Firmen verkaufen ihre Produkte nicht, sondern stellen sie Kunden als Leistung zur Verfügung. „Everything as a Service“ heißt das Modell, das auch die Nachhaltigkeit fördert.

Von Gabriele Lüke, IHK-Magazin 10/2023

Eine Maschine, die bereits seit mehreren Jahren läuft und den Output immer noch steigert? Das Hightech-Unternehmen TRUMPF SE + Co. KG aus Ditzingen verspricht genau dies. „Dabei verkaufen wir die Maschinen nicht, wir stellen sie dem Kunden zur Verfügung“, erläutert Programmmanager Benedikt Braig. „Wir warten sie kontinuierlich und optimieren sie nach Bedarf – so kann die Ausbringungsmenge immer weiter erhöht werden.“ Das ist zugleich nachhaltig: Denn der Lebenszyklus der Maschine verlängert sich, Kunden können Material sparen. Braig: „Das Modell ist vielfach interessant: Es stärkt unsere Beziehung zu den Kunden, differenziert uns am Markt und verbessert die ökologische Bilanz.“

Was der TRUMPF-Manager beschreibt, ist ein Detail des Geschäftsmodells „Everything as a Service“, kurz XaaS. Nach Einschätzung von Manuel Braun, Direktor der Systemiq GmbH in München und Autor einer aktuellen XaaS-Studie, nimmt dieses Modell deutlich an Fahrt auf: „Wir haben es dabei mit einer radikalen, disruptiven und zugleich nachhaltigen Geschäftsmodellinnovationzu tun.“ Es gehe nicht mehr darum, möglichst viele Produkte zu verkaufen, sondern Leistungen und Ergebnisse anzubieten.

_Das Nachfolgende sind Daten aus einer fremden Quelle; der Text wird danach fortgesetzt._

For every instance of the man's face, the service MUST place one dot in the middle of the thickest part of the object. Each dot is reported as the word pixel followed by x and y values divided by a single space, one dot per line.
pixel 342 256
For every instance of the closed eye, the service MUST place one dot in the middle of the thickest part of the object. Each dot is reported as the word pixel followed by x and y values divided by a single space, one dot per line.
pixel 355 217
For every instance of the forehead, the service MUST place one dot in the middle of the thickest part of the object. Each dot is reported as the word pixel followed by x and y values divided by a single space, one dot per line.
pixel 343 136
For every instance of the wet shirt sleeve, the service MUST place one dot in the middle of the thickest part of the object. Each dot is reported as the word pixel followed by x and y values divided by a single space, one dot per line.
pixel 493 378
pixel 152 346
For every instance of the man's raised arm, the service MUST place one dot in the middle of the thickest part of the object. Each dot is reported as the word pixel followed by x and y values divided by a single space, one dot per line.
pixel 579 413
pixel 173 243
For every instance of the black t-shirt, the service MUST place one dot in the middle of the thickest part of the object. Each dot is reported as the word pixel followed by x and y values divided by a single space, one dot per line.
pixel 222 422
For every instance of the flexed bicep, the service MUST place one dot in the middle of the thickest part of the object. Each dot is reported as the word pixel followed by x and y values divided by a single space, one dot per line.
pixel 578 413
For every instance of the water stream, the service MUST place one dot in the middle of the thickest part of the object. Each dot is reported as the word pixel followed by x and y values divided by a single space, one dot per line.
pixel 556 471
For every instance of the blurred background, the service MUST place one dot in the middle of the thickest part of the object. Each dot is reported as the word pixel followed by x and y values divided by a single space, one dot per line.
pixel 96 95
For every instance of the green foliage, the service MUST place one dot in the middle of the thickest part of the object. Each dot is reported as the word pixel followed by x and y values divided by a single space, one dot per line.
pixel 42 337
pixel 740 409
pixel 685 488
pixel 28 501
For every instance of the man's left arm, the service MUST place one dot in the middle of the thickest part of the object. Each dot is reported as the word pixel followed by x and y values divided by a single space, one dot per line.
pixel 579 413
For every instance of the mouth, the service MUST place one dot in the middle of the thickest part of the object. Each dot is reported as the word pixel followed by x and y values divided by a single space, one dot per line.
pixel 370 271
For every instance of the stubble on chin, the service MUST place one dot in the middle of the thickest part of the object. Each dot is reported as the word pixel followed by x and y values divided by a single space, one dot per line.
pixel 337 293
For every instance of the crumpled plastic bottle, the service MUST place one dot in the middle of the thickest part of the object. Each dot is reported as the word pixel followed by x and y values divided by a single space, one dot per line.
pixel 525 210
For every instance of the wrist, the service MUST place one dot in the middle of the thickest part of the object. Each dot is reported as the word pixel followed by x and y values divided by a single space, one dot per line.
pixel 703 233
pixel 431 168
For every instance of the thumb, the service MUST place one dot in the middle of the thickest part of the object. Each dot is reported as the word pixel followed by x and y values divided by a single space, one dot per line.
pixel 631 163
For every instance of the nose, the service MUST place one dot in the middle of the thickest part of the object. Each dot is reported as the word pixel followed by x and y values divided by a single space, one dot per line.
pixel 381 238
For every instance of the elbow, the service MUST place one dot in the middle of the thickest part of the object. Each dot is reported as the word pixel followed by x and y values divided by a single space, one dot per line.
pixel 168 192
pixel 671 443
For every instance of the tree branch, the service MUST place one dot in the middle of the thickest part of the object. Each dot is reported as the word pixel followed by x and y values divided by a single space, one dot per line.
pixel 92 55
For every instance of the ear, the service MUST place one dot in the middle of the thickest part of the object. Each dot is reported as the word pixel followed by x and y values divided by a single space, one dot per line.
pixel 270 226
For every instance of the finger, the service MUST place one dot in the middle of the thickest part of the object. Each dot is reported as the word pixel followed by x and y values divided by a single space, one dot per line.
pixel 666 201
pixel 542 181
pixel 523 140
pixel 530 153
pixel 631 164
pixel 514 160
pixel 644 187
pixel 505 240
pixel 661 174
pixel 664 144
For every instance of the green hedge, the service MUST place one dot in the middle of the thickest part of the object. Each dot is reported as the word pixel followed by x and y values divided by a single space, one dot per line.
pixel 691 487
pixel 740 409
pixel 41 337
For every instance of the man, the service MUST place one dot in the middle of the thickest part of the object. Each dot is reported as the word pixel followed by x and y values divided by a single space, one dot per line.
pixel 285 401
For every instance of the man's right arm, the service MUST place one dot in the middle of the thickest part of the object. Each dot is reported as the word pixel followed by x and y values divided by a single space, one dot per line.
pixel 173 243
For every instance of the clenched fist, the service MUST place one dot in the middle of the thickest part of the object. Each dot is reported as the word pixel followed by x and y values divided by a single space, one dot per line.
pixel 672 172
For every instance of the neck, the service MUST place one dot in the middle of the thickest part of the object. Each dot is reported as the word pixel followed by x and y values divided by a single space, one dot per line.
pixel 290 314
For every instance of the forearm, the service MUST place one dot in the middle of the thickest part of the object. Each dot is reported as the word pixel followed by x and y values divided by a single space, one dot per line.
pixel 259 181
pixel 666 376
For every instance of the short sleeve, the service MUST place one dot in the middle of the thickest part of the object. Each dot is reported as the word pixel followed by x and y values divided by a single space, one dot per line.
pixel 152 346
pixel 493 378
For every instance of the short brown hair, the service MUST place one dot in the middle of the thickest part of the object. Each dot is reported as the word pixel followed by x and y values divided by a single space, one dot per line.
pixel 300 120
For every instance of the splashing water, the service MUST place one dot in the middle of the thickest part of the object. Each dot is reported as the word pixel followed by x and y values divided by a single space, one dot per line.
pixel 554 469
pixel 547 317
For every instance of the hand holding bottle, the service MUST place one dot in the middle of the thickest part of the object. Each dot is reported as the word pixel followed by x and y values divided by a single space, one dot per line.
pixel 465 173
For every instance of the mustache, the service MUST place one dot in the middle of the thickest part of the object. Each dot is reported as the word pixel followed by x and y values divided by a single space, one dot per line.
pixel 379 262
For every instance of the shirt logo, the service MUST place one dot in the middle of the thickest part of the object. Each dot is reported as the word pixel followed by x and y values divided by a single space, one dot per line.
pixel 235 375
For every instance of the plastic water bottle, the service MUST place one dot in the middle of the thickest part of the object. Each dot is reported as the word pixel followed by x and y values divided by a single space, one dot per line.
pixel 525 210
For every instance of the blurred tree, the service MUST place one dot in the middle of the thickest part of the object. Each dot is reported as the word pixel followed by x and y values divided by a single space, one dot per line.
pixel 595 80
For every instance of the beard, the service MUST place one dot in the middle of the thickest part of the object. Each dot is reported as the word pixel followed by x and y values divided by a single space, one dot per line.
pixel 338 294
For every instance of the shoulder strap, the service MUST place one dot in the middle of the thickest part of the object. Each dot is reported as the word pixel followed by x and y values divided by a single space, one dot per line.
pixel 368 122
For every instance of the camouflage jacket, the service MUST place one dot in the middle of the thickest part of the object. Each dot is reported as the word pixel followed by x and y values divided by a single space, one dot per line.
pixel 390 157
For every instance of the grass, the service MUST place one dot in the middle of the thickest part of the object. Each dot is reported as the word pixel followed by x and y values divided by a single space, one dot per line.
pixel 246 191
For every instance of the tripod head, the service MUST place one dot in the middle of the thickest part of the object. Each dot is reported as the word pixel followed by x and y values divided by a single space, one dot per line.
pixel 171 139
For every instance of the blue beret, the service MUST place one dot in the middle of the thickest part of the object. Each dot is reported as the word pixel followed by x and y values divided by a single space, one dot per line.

Komplettpaket:  Nutzung, Service, Reparatur, Recycling

Ähnlich wie bei Miet- oder Leasingmodellen erhalten Anbieter eine Summe dafür, dass sie ein Produkt beziehungsweise dessen Leistung zur Verfügung stellen. Zudem – und das ist der Unterschied – sichern sie durch Wartung, Reparatur, Ersatz oder Modifikation die Leistung langfristig. Alternativ kann auch der Ertrag oder die Einsatzzeit bepreist werden. Das Produkt selbst bleibt Eigentum des Herstellers oder Anbieters. XaaS-Experte Braun sieht folgende Auswirkungen:

  • Hersteller verdienen mit einem solchen Bündel aus Produkt, Leistung und Service langfristig pro Teil mutmaßlich mehr als mit dem reinen Verkauf. Derzeit gibt es keine Anzeichen, dass XaaS das herkömmliche Geschäft kannibalisiert. Firmen, die das Modell bereits nutzen, bauen es zunächst parallel zum normalen Geschäftsbetrieb auf. Es entstehen langfristige Partnerschaften mit den Kunden sowie der Anreiz, den ganzen Produktlebenszyklus zu optimieren.
  • Kunden haben durch den hohen Servicelevel die Sicherheit, dass eine Maschine oder ein Produkt schnell repariert oder ausgetauscht wird und so die Leistung gesichert ist. Zudem können sie flexibler auf die Herausforderungen ihrer eigenen Märkte reagieren, wenn in dem Servicepaket auch Produktanpassungen enthalten sind. Gleichzeitig vermeiden sie eine langfristige Kapitalbindung.
Wegbereiter für die Kreislaufwirtschaft

Die Services bringen zudem mehr Nachhaltigkeit: Ein kontinuierlich gepflegtes und optimiertes Produkt hat einen längeren Lebenszyklus und einen höheren Output. Es kann leichter aufbereitet, wiederverkauft oder in seine Einzelteile zerlegt werden, die dann neu verwendet werden. „Langfristig werden durch XaaS weniger Produkte hergestellt, also weniger Ressourcen verbraucht, zugleich mehr zurückgewonnen, die Materialkreisläufe geschlossen, weniger CO2 emittiert“, so Braun. „XaaS ist ein grüner Hebel für mehr Kreislaufwirtschaft und damit auch eine gute Reaktion auf die Nachhaltigkeitsregulatorik.“

XaaS ändert das Geschäftsmodell

Und wo liegen die Herausforderungen? Es gilt, genau abzuwägen, welche Produkte sich für dieses Konzept eignen und wie sich die operativen Prozesse für das Geschäftsmodell optimieren lassen. Das Produkt muss halt- und reparierbar sein, Hersteller müssen also gegebenenfalls das Design modifizieren. Der Vertrieb muss neu geschult werden. Es braucht eine spezielle Servicestruktur und Sammellogistik. Bei kapitalintensiven Produkten können Finanzpartner zur Refinanzierung wichtig werden.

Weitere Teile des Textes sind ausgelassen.